The fix: Create benchmarks for performance. If a candidate is delivered, what is the agreed maximum response time allowed by internal HR? Pick a time and live with it. Hiring managers need to be held accountable for being accessible to recruiters whether the recruiter is internal or external. Hiring managers likewise need to respond in a maximum number of hours to requests for interviews, interview feedback, or details that will allow a candidate to make a yes decision. If these jobs are not urgent, then please tell your independent recruiter to “stand down” until a priority has once again been established. Nobody likes to hurry up and wait. Callbacks the same day or within a 24-hour window is a basis of most businesses. It is a basic requirement of being a good partner…make it happen.
It is at the root of most issues in business. Independent recruiters expect and deserve the basics of direct, accurate, and timely communication. Sometimes due to the detached relationship and compensation structure of independent resources called in to support internal HR and recruitment, the independent gets slow or less-than-accurate communication.
The fix: When things change, think about who is representing your company in the marketplace.

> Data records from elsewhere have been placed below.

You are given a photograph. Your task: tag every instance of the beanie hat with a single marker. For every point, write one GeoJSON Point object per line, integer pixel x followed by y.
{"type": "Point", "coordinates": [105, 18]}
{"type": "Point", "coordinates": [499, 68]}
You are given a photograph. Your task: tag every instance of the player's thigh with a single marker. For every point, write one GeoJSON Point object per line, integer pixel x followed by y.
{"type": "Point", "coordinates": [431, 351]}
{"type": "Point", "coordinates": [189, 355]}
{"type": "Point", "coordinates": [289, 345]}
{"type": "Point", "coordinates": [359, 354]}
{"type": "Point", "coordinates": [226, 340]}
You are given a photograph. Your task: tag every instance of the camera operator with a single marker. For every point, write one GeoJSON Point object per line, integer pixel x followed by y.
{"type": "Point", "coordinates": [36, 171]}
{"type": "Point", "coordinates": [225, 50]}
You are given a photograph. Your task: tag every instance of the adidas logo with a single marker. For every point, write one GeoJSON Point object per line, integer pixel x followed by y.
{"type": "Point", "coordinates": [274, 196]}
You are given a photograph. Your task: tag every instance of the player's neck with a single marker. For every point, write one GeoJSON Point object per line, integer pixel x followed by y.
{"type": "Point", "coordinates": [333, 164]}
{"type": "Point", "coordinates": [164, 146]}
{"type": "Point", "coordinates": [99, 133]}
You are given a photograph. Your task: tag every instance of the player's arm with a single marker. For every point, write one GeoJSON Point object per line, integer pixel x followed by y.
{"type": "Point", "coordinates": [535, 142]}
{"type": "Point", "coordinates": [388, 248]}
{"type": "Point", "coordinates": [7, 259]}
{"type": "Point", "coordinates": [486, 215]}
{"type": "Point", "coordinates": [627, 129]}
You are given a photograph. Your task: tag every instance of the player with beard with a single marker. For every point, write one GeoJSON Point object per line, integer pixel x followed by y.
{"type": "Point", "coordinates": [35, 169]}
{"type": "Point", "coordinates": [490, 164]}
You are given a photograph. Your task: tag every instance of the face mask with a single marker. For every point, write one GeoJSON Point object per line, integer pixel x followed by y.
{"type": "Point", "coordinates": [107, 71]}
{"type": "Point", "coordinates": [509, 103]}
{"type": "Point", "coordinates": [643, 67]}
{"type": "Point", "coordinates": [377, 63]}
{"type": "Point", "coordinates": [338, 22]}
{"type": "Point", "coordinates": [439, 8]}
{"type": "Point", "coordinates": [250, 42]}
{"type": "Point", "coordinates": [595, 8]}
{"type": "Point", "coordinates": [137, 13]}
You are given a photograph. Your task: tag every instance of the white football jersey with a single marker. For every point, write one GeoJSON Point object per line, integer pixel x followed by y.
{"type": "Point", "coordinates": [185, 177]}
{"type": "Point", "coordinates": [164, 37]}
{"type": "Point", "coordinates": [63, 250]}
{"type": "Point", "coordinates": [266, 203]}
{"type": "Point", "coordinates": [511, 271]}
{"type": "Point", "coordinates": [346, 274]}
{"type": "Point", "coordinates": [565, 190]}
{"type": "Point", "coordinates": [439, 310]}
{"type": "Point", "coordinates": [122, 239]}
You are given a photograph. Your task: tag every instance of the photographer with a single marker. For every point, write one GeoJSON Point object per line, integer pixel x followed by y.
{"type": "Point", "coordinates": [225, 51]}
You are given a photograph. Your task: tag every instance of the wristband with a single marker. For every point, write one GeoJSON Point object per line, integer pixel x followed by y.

Often that is an independent recruiter. If the job is canceled, the project delayed, the funding canceled, your partner on the outside needs that info immediately. Return calls and emails as you would if it was a great candidate calling or emailing directly, because it very well may be a great candidate being represented by the independent recruiter you have partnered with.
Sometimes partners that should be supporting each other like to show that they are superior. It is more than just competition when this happens; there is a need to be dominant and have someone subservient to the power that one side can wield.
The fix: We are on the same team. One party may have a better degree or a regular paycheck from an “important” employer, but we are both just trying to do a good job and to help that important employer get the best talent available. Sometimes independents have great instincts honed from the experience of headhunting thousands of successful placements in a lifetime. Sometimes our advice on offers is meant to help you get what you want and need. You are not always right and we are not always wrong. We have different experiences, perspectives and points of view. The more you listen, the better informed you will be. We win when you win.
Obviously this is a very heavily weighted point of view on this subject, from the independent recruiter’s side of the transaction. I’m sure there are other ways to view these situations. Please feel free to correct the errors of my thinking.